# How to ship Morels



## scmorelhunter (May 20, 2013)

I have some morels that I have picked but am not to sure on how to go about holding them and then shipping. I keep seeing auctions on ebay for morels that have been picked and the seller will ship untouched. My question is once I've picked them how do I hold handle store them for the 24 hours after my auction ends and how do I ship them? Should I just put the, in a box and send them out? Or should I put them in a paper bag and then in a box? 

I don't understand how people could pick them , then send them priority mail 2 to 3 days later they would arrive. This is 4 days from when they were picked. Wouldn't they be all mush by then? Any suggestions advice is greatly appreciated.


----------



## oldlords (Apr 29, 2013)

I would say you would of had to pick them the same day to get them out priority mail and still be good with three days of possible heat and no refrigeration. I sold 4 pounds once on ebay and shipped next day. I only made $40.00 because of the high shipping. 

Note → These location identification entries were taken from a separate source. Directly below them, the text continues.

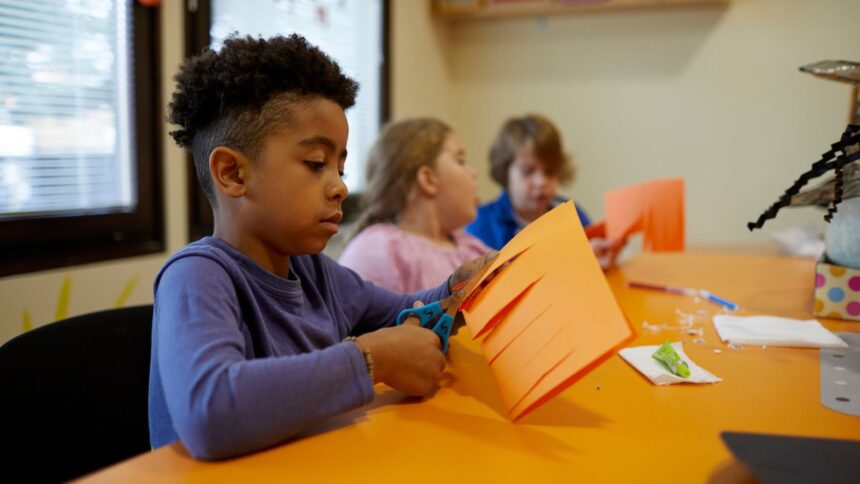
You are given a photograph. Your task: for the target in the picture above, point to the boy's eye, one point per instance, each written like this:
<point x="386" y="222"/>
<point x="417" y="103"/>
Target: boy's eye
<point x="315" y="165"/>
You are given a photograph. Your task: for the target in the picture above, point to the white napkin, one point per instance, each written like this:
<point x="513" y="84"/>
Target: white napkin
<point x="775" y="331"/>
<point x="640" y="358"/>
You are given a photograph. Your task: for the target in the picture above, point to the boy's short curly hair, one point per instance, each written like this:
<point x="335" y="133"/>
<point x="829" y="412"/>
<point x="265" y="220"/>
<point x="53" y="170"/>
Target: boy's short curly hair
<point x="238" y="96"/>
<point x="541" y="135"/>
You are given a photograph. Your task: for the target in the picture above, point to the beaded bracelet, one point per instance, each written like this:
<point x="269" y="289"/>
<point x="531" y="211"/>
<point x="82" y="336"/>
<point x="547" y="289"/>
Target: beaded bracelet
<point x="368" y="360"/>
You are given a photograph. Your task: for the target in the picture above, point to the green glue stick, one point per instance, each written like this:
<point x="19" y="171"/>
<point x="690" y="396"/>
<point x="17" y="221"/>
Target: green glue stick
<point x="667" y="355"/>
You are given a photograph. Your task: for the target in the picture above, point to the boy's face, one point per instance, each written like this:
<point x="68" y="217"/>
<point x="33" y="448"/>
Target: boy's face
<point x="457" y="200"/>
<point x="531" y="186"/>
<point x="295" y="191"/>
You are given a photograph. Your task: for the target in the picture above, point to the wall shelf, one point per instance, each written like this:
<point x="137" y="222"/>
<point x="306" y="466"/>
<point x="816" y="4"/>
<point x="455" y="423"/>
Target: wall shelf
<point x="486" y="9"/>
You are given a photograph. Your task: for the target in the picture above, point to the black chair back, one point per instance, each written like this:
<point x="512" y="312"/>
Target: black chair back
<point x="74" y="394"/>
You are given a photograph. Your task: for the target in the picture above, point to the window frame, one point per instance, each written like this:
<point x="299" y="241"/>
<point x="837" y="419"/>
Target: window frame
<point x="42" y="242"/>
<point x="198" y="20"/>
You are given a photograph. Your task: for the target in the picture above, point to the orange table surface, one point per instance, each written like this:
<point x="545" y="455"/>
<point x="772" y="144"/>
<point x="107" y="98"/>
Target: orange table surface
<point x="611" y="425"/>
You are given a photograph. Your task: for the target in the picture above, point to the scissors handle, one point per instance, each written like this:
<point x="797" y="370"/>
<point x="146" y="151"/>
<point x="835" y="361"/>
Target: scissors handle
<point x="426" y="315"/>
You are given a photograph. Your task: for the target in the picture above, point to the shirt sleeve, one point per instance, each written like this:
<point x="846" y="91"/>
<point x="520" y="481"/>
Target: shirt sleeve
<point x="223" y="404"/>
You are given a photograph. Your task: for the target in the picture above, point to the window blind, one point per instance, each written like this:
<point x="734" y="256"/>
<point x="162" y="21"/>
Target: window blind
<point x="349" y="31"/>
<point x="66" y="108"/>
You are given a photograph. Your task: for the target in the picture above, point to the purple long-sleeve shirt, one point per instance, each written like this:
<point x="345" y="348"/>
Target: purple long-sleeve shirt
<point x="243" y="359"/>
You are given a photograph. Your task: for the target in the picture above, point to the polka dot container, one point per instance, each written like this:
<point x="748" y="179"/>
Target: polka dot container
<point x="837" y="292"/>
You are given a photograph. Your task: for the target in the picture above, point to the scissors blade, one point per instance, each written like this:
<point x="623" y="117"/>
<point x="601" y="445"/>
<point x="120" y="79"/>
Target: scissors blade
<point x="452" y="303"/>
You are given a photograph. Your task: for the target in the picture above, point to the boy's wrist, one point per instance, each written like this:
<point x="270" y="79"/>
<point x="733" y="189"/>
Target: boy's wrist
<point x="365" y="351"/>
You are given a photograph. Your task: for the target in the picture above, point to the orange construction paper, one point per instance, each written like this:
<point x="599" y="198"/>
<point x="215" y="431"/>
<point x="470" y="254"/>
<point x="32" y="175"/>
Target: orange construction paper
<point x="548" y="315"/>
<point x="656" y="208"/>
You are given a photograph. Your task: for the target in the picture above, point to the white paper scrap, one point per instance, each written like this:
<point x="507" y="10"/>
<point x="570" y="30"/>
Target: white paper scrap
<point x="775" y="331"/>
<point x="640" y="357"/>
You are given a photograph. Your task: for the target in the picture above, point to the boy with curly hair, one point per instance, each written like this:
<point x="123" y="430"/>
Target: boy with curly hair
<point x="256" y="335"/>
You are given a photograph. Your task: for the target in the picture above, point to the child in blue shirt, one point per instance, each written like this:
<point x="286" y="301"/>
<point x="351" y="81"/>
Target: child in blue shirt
<point x="256" y="335"/>
<point x="528" y="161"/>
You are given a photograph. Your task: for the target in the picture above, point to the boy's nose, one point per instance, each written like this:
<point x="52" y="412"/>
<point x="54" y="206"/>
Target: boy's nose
<point x="338" y="190"/>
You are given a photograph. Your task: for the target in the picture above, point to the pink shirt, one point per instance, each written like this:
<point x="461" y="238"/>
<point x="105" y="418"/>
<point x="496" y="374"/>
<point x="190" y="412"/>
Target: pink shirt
<point x="398" y="260"/>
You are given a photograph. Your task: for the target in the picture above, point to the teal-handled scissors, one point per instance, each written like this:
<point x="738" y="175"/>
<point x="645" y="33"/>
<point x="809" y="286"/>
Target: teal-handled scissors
<point x="437" y="316"/>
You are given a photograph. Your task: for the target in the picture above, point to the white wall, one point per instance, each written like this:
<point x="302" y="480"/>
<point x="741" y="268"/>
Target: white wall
<point x="710" y="94"/>
<point x="421" y="77"/>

I think it's just to much of a hassle to ship them, unless you could sell them locally. I got about 120lbs. I'm going to freeze what I can and give the rest to family.


----------



## chrigs (May 9, 2013)

@sc. Last year our area didn't produce because of drought, so I decided to order some from a seattle company. Thougt they were reputable, a few days later they arrived fed x, most of them were thawed out as they wrapped them in bubble wrap and shipped in a box. I refroze them , they just didn't taste like a wild morel, and were all very small.$100- lesson learned. The only way I would do it would be to ship frozen , not too far away, and in Styrofoam cooler type box.


----------



## chrigs (May 9, 2013)

@sc maybe even dry ice, like they do steaks through the mail, most hyvees have it


----------